Gradient Acceleration in Activation Functions
Dropout has been one of standard approaches to train deep neural networks, and it is known to regularize large models to avoid overfitting. The effect of dropout has been explained by avoiding co-adaptation. In this paper, however, we propose a new explanation of why dropout works and propose a new technique to design better activation functions. First, we show that dropout is an optimization technique to push the input towards the saturation area of nonlinear activation function by accelerating gradient information flowing even in the saturation area in backpropagation. Based on this explanation, we propose a new technique for activation functions, gradient acceleration in activation function (GAAF), that accelerates gradients to flow even in the saturation area. Then, input to the activation function can climb onto the saturation area which makes the network more robust because the model converges on a flat region. Experiment results support our explanation of dropout and confirm that the proposed GAAF technique improves performances with expected properties.
Gradient Acceleration in Activation Functions
Sangchul Hahn Handong Global University Pohang, South Korea 37554 email@example.com Heeyoul Choi Handong Global University Pohang, South Korea 37554 firstname.lastname@example.org
noticebox[b]Preprint. Work in progress.\end@float
Deep learning has achieved state-of-the-art performance or sometimes surpassed human-level performance on many machine learning tasks, such as image classification, object recognition, and machine translation (He et al., 2015; Redmon and Farhadi, 2016; Vaswani et al., 2017). To achieve such impressive performance, many techniques have been proposed in different topics: optimization (e.g., Adam (Kingma and Ba, 2014) or Adadelta (Zeiler, 2012)), regularization (e.g., dropout (Hinton et al., 2012)), activation function (e.g., ReLU (Nair and Hinton, 2010)), or layer (e.g., batch-normalization (Ioffe and Szegedy, 2015), Resnet (He et al., 2015)).
To train deep neural networks, regularization is crucial to prevent the models from overfitting and to improve generalization performance. As a regularization method, dropout was proposed to prevent co-adaptation among the hidden nodes of deep feed-forward neural networks by dropping out randomly selected hidden nodes (Hinton et al., 2012; Srivastava et al., 2014). Co-adaptation is a process by which two or more nodes behave as if they are a single node, once the nodes have the same input and output weights. When some nodes are updated and behave together, the model loses some part of its computational power. Dropout is known to break the ties by dropping one of them randomly. Even when dropout is analyzed with probabilistic models, dropout is still assumed to avoid the co-adaptation problem (Baldi and Sadowski, 2013; Kingma et al., 2015; Gal and Ghahramani, 2016).

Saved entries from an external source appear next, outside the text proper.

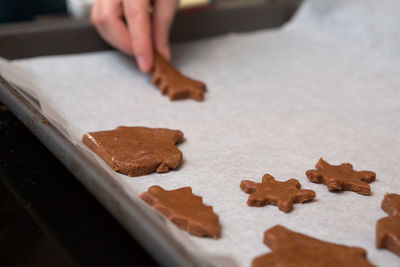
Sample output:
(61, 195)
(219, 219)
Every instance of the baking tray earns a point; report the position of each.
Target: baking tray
(78, 36)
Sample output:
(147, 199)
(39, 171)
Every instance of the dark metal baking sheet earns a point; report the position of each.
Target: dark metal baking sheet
(68, 37)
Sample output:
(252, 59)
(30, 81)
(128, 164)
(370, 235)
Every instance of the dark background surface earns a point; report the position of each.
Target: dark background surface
(47, 218)
(20, 10)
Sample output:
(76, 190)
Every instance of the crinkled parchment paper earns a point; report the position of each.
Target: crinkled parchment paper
(326, 84)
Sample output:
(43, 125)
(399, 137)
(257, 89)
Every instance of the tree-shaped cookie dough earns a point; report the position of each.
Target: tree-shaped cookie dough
(342, 177)
(388, 228)
(184, 209)
(281, 194)
(172, 82)
(291, 249)
(137, 151)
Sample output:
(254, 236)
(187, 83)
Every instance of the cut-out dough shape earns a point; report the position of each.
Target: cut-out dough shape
(342, 177)
(184, 209)
(281, 194)
(388, 228)
(291, 249)
(137, 151)
(173, 83)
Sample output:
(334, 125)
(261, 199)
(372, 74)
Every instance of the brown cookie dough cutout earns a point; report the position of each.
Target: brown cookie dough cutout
(137, 151)
(184, 209)
(341, 178)
(388, 228)
(272, 192)
(292, 249)
(391, 204)
(172, 82)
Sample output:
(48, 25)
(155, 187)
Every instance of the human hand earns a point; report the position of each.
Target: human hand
(141, 32)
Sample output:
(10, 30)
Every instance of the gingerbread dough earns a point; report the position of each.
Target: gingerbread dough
(184, 209)
(388, 228)
(342, 177)
(172, 82)
(137, 151)
(291, 249)
(391, 204)
(281, 194)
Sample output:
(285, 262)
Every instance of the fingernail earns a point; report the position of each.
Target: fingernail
(143, 63)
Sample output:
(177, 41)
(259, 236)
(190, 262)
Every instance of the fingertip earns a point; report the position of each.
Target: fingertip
(164, 51)
(145, 63)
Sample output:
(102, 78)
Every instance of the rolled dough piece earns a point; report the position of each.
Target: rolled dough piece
(137, 151)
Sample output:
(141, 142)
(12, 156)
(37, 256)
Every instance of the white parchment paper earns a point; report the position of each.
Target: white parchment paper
(325, 85)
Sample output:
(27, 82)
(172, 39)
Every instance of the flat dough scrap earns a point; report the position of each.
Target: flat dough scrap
(172, 82)
(388, 228)
(184, 209)
(137, 151)
(342, 177)
(291, 249)
(281, 194)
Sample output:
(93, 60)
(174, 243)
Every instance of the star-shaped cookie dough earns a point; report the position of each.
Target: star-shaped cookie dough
(172, 82)
(342, 177)
(272, 192)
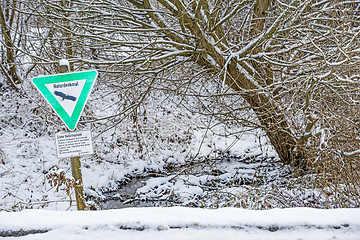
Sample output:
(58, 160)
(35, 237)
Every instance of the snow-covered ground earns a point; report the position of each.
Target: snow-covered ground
(179, 223)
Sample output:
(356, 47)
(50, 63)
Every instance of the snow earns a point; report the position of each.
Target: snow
(184, 223)
(65, 62)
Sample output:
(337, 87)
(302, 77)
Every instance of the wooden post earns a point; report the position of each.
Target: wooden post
(75, 161)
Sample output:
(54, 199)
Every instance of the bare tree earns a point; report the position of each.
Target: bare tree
(9, 21)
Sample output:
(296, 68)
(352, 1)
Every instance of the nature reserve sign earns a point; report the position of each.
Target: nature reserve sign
(67, 93)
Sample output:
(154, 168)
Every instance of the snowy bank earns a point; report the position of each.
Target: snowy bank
(183, 223)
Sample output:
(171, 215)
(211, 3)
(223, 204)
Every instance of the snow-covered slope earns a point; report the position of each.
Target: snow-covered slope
(180, 223)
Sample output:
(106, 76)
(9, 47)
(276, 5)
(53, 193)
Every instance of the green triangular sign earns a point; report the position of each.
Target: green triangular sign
(67, 93)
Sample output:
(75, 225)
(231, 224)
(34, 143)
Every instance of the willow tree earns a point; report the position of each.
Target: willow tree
(293, 62)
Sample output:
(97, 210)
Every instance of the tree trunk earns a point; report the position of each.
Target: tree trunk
(10, 55)
(271, 118)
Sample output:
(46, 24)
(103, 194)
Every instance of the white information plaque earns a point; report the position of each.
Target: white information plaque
(73, 144)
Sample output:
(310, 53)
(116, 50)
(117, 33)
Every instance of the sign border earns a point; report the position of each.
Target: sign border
(70, 121)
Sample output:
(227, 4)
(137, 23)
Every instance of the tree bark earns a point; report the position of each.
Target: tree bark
(10, 55)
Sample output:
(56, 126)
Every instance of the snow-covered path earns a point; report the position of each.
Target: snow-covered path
(182, 223)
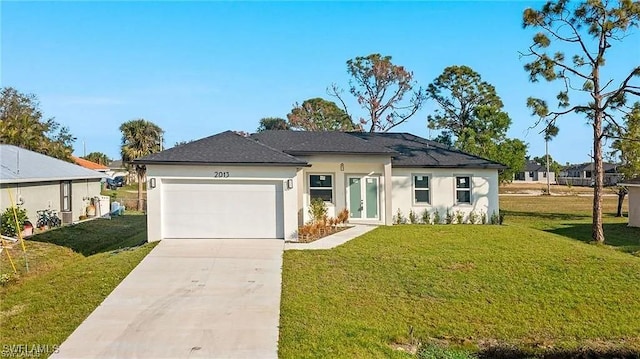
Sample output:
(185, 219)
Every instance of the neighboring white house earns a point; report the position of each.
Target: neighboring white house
(37, 182)
(582, 174)
(229, 186)
(634, 201)
(534, 172)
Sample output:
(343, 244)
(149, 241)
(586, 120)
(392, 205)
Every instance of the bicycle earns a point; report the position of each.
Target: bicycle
(48, 218)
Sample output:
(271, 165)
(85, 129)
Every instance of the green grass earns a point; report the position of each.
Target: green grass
(100, 235)
(571, 217)
(65, 283)
(518, 286)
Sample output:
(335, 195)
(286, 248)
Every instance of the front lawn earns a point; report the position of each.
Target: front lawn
(518, 288)
(99, 235)
(45, 305)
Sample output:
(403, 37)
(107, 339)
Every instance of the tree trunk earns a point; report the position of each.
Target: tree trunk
(597, 232)
(622, 192)
(546, 149)
(140, 182)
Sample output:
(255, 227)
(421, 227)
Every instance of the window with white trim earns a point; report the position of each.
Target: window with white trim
(321, 186)
(463, 189)
(65, 196)
(421, 193)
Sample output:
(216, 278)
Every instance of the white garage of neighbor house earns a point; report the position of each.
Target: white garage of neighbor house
(42, 182)
(634, 201)
(261, 186)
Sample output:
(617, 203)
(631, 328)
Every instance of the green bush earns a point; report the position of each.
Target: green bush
(431, 351)
(413, 218)
(8, 226)
(448, 217)
(426, 217)
(436, 217)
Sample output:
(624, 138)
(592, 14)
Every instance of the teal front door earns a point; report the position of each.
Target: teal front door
(363, 197)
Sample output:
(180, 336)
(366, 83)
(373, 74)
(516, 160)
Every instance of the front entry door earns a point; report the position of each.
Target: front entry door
(363, 197)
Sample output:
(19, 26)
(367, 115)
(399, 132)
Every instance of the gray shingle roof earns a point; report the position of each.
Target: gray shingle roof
(635, 182)
(223, 148)
(18, 165)
(329, 142)
(280, 147)
(414, 151)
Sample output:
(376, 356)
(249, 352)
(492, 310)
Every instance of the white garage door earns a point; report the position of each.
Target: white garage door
(207, 209)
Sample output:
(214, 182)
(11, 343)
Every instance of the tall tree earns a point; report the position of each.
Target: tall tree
(97, 157)
(318, 114)
(272, 123)
(22, 124)
(140, 138)
(386, 91)
(587, 31)
(550, 132)
(471, 118)
(626, 146)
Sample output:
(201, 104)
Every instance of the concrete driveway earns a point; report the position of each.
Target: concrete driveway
(195, 298)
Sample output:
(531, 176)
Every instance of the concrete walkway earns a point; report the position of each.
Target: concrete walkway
(196, 298)
(333, 240)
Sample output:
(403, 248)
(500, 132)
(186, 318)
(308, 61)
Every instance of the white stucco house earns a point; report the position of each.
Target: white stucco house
(534, 172)
(36, 181)
(229, 186)
(634, 201)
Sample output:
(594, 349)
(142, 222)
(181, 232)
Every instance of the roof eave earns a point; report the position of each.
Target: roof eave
(204, 163)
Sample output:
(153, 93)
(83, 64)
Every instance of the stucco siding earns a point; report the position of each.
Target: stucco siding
(340, 168)
(634, 206)
(46, 195)
(160, 173)
(484, 191)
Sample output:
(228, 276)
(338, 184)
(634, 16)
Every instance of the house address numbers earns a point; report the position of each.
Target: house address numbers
(221, 174)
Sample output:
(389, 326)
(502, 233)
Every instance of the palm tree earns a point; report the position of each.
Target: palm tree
(140, 138)
(550, 132)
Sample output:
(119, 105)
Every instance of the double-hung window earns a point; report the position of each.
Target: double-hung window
(421, 193)
(321, 186)
(463, 189)
(65, 196)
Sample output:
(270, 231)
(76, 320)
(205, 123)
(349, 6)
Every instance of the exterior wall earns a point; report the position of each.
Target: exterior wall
(340, 167)
(634, 206)
(484, 191)
(236, 173)
(538, 177)
(46, 195)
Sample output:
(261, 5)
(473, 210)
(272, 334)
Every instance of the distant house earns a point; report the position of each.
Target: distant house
(582, 174)
(534, 172)
(37, 182)
(634, 201)
(91, 165)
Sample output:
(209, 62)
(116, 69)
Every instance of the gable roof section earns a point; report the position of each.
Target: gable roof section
(19, 165)
(417, 152)
(326, 142)
(89, 164)
(224, 148)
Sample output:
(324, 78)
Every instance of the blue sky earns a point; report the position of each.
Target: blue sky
(199, 68)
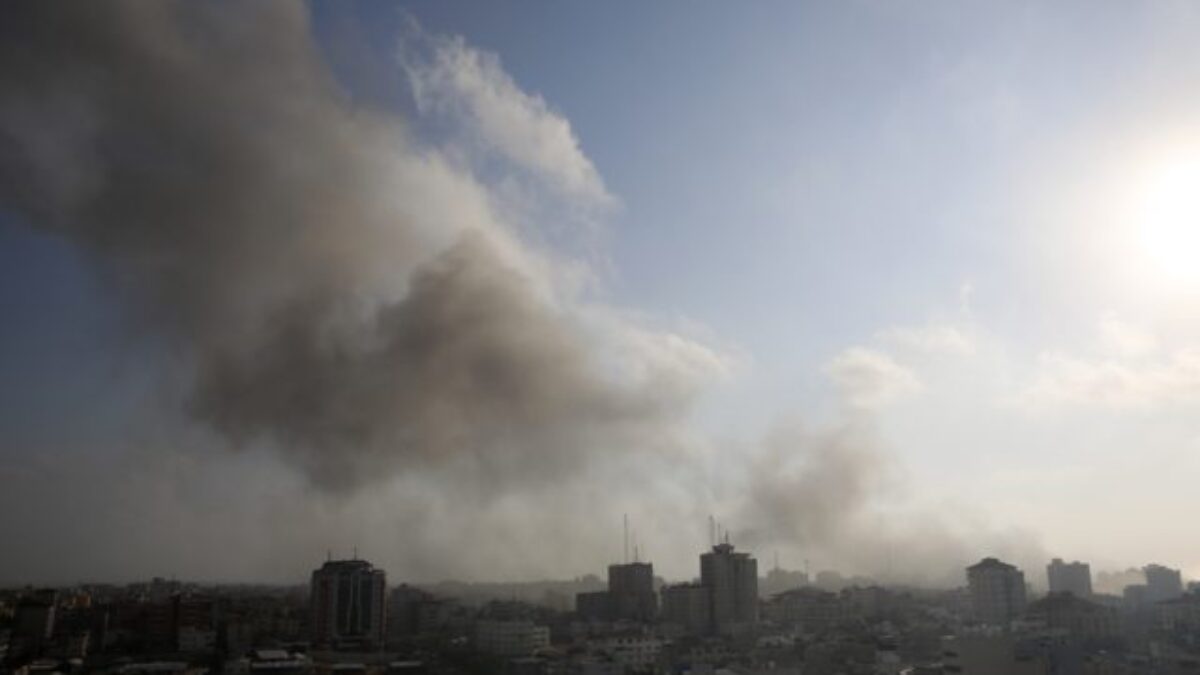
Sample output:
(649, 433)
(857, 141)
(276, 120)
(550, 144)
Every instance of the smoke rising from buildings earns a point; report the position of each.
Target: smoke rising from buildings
(340, 293)
(365, 305)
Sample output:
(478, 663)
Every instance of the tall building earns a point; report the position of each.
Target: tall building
(630, 596)
(732, 579)
(997, 591)
(631, 591)
(690, 607)
(1073, 578)
(516, 638)
(347, 605)
(1162, 583)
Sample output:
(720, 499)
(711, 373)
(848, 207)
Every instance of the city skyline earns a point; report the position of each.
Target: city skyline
(888, 288)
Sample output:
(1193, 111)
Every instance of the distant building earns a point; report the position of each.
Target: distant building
(631, 590)
(997, 591)
(513, 638)
(1077, 616)
(733, 581)
(630, 596)
(1162, 583)
(33, 623)
(813, 609)
(1073, 578)
(688, 605)
(1135, 597)
(595, 605)
(347, 604)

On the other hand, it is known that when the outputs of the nonlinear activation function are saturated, the loss function can converge onto a flat region rather than a sharp one with a higher probability (Hochreiter and Schmidhuber, 1997; Chaudhari et al., 2016). Flat regions provide better generalization for test data, because some variation in the input data cannot create a significant difference in the output of layers. However, it is usually hard to train neural networks that have input in the saturation areas of the nonlinear activation functions because there is no gradient information flowing in the areas.

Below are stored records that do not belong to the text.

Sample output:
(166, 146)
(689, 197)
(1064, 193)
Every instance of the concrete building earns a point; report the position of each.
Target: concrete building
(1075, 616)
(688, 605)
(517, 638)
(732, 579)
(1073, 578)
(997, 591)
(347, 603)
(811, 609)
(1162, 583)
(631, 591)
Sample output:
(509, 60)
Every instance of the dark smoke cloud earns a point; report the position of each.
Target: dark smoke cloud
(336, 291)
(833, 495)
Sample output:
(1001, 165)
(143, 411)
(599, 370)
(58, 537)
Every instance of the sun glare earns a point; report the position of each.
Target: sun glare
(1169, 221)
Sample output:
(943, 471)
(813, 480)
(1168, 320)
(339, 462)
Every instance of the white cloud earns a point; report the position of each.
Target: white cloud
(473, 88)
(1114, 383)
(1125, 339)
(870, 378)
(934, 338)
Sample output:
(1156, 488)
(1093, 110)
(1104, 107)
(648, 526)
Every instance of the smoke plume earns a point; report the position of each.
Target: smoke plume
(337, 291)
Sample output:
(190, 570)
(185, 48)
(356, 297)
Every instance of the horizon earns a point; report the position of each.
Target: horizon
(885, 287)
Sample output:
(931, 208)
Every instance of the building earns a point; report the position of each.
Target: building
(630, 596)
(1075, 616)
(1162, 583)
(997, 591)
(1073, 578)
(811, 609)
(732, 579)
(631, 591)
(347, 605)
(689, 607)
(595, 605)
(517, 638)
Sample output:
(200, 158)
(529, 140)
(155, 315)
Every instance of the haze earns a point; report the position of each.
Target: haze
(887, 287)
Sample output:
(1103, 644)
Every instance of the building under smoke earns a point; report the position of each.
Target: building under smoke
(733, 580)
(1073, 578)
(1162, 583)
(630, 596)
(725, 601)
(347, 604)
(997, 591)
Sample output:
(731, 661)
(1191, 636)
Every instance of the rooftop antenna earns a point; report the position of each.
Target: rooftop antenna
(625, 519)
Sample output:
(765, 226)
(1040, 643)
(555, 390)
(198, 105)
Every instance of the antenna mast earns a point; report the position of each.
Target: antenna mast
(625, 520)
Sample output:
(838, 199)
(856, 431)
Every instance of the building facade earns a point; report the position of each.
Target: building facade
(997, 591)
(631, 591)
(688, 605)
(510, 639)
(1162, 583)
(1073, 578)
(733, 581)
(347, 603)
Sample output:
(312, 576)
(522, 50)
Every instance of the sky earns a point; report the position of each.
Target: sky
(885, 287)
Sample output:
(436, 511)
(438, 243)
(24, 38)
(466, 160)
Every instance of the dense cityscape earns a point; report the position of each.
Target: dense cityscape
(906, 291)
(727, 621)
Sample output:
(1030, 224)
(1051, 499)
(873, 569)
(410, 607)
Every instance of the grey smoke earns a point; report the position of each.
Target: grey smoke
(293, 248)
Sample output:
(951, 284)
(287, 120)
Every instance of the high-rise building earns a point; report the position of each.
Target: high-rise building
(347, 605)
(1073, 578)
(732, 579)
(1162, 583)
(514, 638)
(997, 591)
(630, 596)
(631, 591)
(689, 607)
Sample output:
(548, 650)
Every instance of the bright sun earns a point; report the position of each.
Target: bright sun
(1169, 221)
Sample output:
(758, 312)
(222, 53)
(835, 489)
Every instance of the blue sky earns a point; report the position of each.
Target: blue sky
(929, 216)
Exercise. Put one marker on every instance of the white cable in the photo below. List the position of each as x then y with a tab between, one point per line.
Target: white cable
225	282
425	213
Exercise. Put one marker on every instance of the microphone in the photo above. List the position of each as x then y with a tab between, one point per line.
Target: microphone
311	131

In this paper, we start by questioning the conventional explanation of dropout. Does dropout really avoid co-adaptation? If not, what are alternative explanations about the effect of dropout? If there are other explanations, can we create another learning techniques based on such explanations? Basically, we interpret dropout as an efficient optimization technique rather than a regularizer. We show that dropout makes more gradient information flow even in the saturation areas and it pushes the input towards the saturation area of the activation functions by which models can become more robust after converging on a flat region.

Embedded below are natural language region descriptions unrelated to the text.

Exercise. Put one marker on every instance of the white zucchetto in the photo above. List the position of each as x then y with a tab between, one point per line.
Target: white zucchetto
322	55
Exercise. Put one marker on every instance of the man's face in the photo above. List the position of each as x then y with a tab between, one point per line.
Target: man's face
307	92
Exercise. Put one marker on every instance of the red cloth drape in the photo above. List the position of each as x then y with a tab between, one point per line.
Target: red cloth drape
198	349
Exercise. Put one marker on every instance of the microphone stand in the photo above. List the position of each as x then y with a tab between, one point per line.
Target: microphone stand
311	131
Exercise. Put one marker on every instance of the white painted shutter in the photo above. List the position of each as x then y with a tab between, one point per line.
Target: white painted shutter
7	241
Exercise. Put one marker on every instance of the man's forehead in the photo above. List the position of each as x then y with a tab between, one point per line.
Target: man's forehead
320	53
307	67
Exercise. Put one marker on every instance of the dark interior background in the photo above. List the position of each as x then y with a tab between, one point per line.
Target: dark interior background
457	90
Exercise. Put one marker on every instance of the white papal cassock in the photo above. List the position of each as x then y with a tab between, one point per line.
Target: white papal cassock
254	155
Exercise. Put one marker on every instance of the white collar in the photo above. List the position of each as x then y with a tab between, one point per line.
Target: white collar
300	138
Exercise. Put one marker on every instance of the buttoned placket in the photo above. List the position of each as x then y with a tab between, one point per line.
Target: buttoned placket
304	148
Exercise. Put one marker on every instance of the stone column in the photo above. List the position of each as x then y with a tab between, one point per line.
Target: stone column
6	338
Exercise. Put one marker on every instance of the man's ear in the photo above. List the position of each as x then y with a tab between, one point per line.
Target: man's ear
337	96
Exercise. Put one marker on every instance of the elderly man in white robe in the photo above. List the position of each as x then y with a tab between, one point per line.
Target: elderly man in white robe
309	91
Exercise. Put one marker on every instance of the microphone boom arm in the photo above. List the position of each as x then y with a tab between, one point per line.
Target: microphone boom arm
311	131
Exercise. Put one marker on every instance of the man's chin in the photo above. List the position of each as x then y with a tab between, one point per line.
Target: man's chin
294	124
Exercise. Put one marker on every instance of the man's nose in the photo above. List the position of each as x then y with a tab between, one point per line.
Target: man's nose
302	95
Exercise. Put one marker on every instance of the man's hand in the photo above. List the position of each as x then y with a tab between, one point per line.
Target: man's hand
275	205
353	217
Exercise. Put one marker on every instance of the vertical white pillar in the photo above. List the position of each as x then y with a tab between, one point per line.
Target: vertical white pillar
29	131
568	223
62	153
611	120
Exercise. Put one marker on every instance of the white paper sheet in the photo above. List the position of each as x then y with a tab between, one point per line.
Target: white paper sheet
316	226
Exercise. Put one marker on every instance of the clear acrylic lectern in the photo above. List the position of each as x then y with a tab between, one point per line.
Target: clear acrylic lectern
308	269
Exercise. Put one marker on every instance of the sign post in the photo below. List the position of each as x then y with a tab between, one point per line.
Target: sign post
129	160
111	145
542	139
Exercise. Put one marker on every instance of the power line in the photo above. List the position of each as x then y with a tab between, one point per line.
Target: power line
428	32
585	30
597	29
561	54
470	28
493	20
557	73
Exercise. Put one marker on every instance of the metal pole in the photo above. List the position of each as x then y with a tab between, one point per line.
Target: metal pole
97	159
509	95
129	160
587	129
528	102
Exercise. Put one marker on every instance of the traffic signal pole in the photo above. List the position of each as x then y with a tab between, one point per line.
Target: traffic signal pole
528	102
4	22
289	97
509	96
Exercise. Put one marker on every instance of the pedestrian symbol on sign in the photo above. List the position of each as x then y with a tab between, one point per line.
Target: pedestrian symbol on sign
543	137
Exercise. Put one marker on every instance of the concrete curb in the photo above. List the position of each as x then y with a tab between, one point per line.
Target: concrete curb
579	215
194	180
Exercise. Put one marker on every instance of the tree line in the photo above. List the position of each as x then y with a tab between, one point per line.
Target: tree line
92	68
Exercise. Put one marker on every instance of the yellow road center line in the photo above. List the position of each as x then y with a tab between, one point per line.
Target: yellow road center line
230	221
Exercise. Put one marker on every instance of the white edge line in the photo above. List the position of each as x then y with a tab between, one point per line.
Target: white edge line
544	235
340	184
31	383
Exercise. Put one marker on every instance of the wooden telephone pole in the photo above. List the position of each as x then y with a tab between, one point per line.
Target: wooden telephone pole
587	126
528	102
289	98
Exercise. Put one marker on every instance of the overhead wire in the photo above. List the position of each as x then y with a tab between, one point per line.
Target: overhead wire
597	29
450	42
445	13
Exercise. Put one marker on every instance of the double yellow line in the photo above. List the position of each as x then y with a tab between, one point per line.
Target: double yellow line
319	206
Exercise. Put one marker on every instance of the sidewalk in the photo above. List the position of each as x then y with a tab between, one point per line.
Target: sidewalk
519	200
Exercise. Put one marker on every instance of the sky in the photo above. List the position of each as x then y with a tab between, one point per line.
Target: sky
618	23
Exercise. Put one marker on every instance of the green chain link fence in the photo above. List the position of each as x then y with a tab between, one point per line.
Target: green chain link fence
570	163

Based on the new explanation, we propose a new technique for the activation function, gradient acceleration in activation function (GAAF) that directly adds gradients even in the saturation areas, while it does not change the output values of a given activation function. Thus, GAAF makes models to obtain a better generalization effect. In GAAF, gradients are explicitly added to the areas where dropout generates gradients. In other words, GAAF makes gradients flow through layers in a deterministic way, contrary to dropout which makes gradients stochastically. Thus, GAAF can train the model with less iterations than dropout can.
The paper is organized as follows. Background knowledge including dropout is described in Section 2. In Section 3, we provide a new explanation about how dropout works in terms of optimization. We propose a new technique, GAAF, for activation functions in Section 4. The experiment results are presented and analyzed in Section 5, followed by Section 6 where we conclude.
In this section, we briefly review nonlinear activation functions, dropout, and noise injection in neural networks.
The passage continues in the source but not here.